Love and forgiveness this Christmas (and every day) ...

I will live in the Past, the Present and the Future!
I am as light as a feather
I am as happy as an angel,
I am as merry as a schoolboy.
I am as giddy as a drunken man.
A merry Christmas to everybody!
A happy new year to all the world!
Hallo here!
Whoop!
Hallo!
Ebenezer Scrooge, in A Christmas Carol 
The editor of a philosophy journal asked me to write a review for the recently published Love and Forgiveness of a More Just World, edited by Hent De Vries and Nils F. Schott. I've spent the last few days reading the book, thinking about its ideas, and trying to get my head around some of its more difficult passages. To be honest—here are the confessions of a philosophy professor—some of it was over my head. I struggled with one sentence of 83 words. The next sentence had 128 words, and I had forgotten what the sentence was about by the time I reached clause 15. I'm sure this Kantian-like sentence had something very important to say. I just could't work it out. So I skipped the bits I didn't get, and concentrated on the bits I did get. Despite its obtuseness in parts, the book has something profoundly important to say.
Its several authors in different ways, and coming from different traditions—Islam, Judaism, Christianity and Secularism—all highlight that the world would be a better place for more love and more forgiveness. Friends of mine, and readers of this blog, will know this is a theme close to my heart. (Shameless advertising, if you've not yet my book Love as a Guide to Morals, please do!) Yet, paying attention to the news and political developments this week, it looks like the world is not listening to such a viewpoint. It seems that love is too sentimental to have any real world effect. Forgiveness sounds too pious to change the world.
I disagree, of course. So too do the writers of the book I am reviewing. And so too, apparently, did Charles Dickens in giving us the story of Ebenezer Scrooge. To briefly recap—does anyone not know the story of Scrooge?—Ebenezer Scrooge was a hard-nosed businessman who had no time for sentiment of any kind, worked hard, drove his employee to work hard, cared little for the poor and disadvantaged, and would ban Christmas if he had his way. He is visited  one Christmas Eve by the ghosts of Christmas Past, Present and Future. Through his encounter with the ghosts he becomes a changed man.
His story moves from wretchedness, selfishness and cruelty, toward kindness, consideration and generosity to others—all evidence of love, I would say—and demonstrates profound forgiveness, both given and received. Scrooge asks the pardon of those he had wronged, makes recompense abundantly, and brings about reconciliation with those from who he was estranged. Love includes forgiveness. Forgiveness leads to the reconciliation of relationships. And reconciliation is what the world needs so desperately.
The truth is we are all going to mess up from time to time. We will hurt each other in words and actions. We fail to love. So we need forgiveness. Forgiveness both springs from love and restores loving relationships.
But forgiveness is a complex process. Forgiveness is not an easy forgetfulness, as if the offense meant nothing. Forgiveness, rather, is necessary because the offense is genuine and has caused real harm. Forgiveness looks fearlessly at the offense and makes the choice that the offense is not the last word, and that the offense will not provoke retribution and further harm.
Ebenezer Scrooge seems to grasp this when he announces "I will live in the Past, the Present and the Future!" Forgiveness is a letting go of the offense of the past, an amending of the wrong in the present, and a changing for better for the future.

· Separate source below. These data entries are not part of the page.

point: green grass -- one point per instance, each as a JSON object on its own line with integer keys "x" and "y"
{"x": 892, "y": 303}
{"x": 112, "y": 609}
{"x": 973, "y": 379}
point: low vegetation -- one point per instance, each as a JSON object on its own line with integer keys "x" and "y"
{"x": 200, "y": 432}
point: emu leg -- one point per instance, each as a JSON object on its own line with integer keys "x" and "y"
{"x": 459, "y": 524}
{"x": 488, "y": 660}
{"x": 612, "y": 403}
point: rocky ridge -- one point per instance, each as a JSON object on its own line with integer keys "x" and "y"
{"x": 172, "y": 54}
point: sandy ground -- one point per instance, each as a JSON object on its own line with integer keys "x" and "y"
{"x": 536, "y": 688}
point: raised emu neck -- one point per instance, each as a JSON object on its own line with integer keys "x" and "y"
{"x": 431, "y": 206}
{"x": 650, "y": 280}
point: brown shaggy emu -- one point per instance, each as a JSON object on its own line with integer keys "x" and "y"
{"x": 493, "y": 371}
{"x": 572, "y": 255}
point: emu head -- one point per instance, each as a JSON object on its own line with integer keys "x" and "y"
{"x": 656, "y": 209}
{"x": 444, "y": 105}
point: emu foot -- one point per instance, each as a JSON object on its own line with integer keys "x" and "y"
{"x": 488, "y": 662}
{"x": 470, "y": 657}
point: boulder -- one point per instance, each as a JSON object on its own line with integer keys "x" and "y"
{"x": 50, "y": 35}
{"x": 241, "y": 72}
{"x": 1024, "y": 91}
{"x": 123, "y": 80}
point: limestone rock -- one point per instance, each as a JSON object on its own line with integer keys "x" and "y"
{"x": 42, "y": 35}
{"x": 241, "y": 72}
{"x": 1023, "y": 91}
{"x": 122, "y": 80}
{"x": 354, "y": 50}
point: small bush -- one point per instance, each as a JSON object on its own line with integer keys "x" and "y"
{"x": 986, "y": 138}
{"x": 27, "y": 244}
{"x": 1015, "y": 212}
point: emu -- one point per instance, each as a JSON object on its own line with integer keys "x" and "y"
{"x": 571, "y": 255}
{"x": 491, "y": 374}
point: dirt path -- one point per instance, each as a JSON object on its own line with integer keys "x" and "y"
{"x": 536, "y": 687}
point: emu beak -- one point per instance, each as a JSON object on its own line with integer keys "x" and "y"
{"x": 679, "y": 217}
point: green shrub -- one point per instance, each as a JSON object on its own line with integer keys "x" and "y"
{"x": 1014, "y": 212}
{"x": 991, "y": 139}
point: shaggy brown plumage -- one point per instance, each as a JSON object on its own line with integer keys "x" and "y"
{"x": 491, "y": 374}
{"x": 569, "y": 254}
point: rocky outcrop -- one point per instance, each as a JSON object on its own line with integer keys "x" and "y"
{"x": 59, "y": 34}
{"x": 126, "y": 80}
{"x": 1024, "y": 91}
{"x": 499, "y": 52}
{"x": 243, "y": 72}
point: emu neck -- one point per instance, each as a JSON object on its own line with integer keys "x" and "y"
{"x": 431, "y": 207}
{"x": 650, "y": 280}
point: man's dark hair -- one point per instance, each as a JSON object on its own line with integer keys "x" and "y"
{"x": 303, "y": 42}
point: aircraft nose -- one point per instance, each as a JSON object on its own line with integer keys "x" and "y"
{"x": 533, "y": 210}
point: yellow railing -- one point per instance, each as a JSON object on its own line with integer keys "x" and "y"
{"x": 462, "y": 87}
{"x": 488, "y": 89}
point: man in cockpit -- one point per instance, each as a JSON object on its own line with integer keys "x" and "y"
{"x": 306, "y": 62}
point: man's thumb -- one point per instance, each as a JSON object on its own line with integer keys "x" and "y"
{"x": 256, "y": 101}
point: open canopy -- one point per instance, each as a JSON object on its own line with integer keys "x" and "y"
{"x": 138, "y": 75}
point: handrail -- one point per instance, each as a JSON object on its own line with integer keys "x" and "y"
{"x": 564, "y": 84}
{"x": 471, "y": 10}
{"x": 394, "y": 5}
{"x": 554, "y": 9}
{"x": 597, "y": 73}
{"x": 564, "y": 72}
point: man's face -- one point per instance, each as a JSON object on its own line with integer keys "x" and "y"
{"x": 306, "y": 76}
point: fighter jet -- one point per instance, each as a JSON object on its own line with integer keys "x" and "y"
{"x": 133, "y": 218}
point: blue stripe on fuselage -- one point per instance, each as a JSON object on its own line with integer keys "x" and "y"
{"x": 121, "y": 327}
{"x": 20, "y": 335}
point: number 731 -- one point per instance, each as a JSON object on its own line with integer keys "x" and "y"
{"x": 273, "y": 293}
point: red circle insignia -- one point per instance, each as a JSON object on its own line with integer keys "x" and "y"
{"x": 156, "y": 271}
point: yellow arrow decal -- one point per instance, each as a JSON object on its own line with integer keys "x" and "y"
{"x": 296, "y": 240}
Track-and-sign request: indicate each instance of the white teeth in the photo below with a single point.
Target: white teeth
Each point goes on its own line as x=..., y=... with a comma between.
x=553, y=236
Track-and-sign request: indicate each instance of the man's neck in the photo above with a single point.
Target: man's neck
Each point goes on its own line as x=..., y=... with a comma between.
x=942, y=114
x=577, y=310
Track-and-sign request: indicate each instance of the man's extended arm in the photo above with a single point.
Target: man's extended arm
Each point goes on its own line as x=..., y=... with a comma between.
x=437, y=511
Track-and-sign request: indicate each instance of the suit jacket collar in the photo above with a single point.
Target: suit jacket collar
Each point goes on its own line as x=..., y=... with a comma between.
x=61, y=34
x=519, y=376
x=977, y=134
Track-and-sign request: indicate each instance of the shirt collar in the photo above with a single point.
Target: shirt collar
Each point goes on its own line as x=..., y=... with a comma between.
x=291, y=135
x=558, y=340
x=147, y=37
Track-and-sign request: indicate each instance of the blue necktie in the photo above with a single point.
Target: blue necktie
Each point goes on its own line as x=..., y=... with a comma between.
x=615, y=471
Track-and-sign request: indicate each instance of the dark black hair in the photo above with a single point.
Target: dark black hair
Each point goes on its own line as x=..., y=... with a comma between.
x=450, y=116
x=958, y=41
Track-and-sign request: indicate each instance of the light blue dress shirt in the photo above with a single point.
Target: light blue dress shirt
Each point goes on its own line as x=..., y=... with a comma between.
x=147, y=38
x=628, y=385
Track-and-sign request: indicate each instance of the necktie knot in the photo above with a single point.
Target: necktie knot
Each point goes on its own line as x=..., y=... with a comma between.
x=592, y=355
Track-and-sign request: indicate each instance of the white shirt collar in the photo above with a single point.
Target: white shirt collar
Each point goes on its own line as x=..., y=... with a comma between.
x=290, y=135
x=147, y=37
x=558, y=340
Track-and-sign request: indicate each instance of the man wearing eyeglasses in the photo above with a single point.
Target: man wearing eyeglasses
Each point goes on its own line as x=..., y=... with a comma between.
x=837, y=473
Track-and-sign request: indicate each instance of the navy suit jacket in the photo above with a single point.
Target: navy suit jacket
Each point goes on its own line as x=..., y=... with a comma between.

With regard to the past, there can be no forgiveness without a fearless inventory of past wrong (as twelve step programs help us see). Scrooge first had to face his inner demons, and the ghosts of Christmas helped him look fearfully at first, and then fearlessly, inside himself. Forgiveness is not carelessness toward the past and toward offense. Forgiveness looks realistically at issues and chooses not to return in kind. Forgiveness gets beyond revenge and retribution.
Then forgiveness fixes things in the present. It rights wrongs. Scrooge made restitution for his past errors.  He changed his moroseness for jollity—"for a man who had been out of practice for so so many years, it was a splendid laugh, a most illustrious laugh. The father of a long line of brilliant laughs!" Dickens tells us. Scrooge bought the largest turkey for the Crachit family and their poorly boy Tiny Tim. Scrooge over compensates the boy who fetches the turkey, and pays for a cab. He promises an undisclosed sum to the "portly gentleman" who was collecting for the poor, and insists on anonymity.
In the future, things turned out well for Scrooge. "He became a good friend, as good a master, and as good a man, as the old city knew, or any other good old city, town or borough, in the good old world."
Scrooge changed for the better and so the world around him changed for the better too, for the world will ever only be changed for the better by loving kindness. Loving kindness will always bring with it transformative forgiveness for past wrongs. The forgiveness of past wrongs makes for good and wholesome relationships.
Oh, to be, like Scrooge, "as light as a feather and happy as an angel" this Christmas (and every day)!
+Ab. Andy
For those interested in my longer review of Love and Forgiveness for a More Just World, it will be out in July 2016 edition of Essays in Philosophy.